Why Nesterov Accelerated Gradient Stays Stable Even With Extra Momentum
For over forty years researchers observed that Nesterov Accelerated Gradient (NAG) speeds up convergence without compromising algorithmic stability, yet the underlying reason remained elusive. Ernest Ryu’s collaboration with GPT‑5 finally exposed the missing theoretical link.
Technical Solution
The breakthrough emerged from a systematic exploration of candidate proofs generated by GPT‑5, combined with rigorous human validation. By repeatedly prompting the model to restructure the NAG update equations, Ryu identified a latent invariance that preserves the Lyapunov function under momentum augmentation.
1. Equation Restructuring Suggested by GPT‑5
GPT‑5 produced a family of reformulations of the NAG step:
v_{t+1}=\mu v_t-\eta\nabla f(x_t+\mu v_t) and
x_{t+1}=x_t+v_{t+1}. Although the first draft contained algebraic slips, Ryu recognized the pattern that isolates the momentum term \mu from the gradient evaluation point.
2. Deriving a Lyapunov Candidate
Using the restructured update, Ryu constructed a Lyapunov candidate L_t = f(x_t) + \frac{1}{2}\|v_t\|^2. The model supplied auxiliary inequalities from convex analysis that, after correction, demonstrated L_{t+1} \le L_t for 0<\mu<1, confirming stability.
3. Verifying Across Problem Classes
Ryu tested the derived bound on smooth and strongly convex functions, employing GPT‑5 to fetch relevant theorems from the literature (generative AI, large language model research). Each case confirmed the invariance, reinforcing the universality of the proof.

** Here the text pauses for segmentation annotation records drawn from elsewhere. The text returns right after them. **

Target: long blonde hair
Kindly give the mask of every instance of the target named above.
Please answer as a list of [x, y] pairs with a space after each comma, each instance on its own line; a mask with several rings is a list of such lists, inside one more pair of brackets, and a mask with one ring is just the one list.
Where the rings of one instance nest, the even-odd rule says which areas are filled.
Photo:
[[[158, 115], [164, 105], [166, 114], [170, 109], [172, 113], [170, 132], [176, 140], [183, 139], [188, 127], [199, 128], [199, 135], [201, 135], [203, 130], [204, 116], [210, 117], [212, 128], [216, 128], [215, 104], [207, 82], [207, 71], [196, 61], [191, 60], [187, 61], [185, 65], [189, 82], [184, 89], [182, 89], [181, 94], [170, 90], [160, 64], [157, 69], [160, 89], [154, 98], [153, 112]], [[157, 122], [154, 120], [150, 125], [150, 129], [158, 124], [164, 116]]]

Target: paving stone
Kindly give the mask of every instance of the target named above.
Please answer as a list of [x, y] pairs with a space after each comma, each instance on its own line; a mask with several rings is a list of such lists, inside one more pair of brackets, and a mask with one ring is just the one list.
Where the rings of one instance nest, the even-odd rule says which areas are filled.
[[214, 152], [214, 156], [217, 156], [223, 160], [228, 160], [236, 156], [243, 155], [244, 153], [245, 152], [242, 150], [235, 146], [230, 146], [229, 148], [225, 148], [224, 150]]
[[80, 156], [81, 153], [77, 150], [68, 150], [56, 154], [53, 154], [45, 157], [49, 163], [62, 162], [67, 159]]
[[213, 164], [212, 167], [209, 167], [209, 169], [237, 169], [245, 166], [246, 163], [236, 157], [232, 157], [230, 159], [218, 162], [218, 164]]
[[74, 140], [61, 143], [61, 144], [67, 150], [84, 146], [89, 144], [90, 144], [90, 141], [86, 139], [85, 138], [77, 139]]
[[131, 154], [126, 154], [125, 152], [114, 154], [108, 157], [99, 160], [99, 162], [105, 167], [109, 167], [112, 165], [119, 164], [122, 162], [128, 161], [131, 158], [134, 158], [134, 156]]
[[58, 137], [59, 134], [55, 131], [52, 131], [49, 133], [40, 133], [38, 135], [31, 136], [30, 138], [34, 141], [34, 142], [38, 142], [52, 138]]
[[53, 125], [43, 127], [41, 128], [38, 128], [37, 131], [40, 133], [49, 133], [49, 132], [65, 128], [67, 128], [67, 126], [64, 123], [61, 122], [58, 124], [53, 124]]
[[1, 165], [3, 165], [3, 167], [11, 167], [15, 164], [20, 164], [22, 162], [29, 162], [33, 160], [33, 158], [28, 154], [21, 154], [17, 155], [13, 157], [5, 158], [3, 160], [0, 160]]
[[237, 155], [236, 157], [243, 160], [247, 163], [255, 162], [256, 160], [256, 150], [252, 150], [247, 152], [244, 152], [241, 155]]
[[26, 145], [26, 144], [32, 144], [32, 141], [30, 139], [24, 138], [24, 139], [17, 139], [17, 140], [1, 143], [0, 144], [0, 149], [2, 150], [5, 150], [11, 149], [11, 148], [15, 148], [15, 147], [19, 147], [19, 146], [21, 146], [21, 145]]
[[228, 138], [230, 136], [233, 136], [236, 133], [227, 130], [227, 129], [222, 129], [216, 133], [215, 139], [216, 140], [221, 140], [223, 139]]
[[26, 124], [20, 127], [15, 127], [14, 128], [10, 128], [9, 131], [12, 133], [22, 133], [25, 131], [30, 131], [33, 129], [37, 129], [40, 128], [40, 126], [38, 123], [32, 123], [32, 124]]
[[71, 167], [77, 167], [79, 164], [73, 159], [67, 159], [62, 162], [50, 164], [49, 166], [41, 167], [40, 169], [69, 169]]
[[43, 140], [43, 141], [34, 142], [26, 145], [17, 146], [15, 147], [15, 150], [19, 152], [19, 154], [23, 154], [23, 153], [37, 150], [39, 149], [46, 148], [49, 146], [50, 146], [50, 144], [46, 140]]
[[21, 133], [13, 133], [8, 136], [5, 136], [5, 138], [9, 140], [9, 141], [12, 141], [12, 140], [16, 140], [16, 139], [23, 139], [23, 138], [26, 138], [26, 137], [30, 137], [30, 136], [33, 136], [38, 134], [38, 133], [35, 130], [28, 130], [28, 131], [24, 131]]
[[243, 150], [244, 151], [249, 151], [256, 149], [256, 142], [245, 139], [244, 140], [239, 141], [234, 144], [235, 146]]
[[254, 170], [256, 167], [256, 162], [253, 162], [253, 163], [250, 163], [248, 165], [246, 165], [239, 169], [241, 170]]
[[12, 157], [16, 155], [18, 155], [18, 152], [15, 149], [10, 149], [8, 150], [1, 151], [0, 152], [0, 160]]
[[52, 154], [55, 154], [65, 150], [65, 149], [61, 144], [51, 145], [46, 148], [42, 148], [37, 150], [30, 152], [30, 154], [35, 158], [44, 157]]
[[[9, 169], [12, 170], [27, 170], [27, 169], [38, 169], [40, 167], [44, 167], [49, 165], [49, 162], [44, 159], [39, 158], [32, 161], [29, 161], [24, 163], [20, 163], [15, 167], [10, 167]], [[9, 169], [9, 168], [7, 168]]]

4. Human‑in‑the‑Loop Validation
Critical to the workflow was Ryu’s habit of starting a fresh chat for each verification step, minimizing error propagation. This practice, highlighted in his own account (memory‑spike mitigation), ensured that the final proof was free of the model’s occasional hallucinations.
5. Publishing the Result
The final manuscript acknowledges GPT‑5 as an exploratory collaborator while crediting the human author for the rigorous proof. The paper is now under peer review, serving as a template for future AI‑enhanced mathematical research (choosing the right AI model).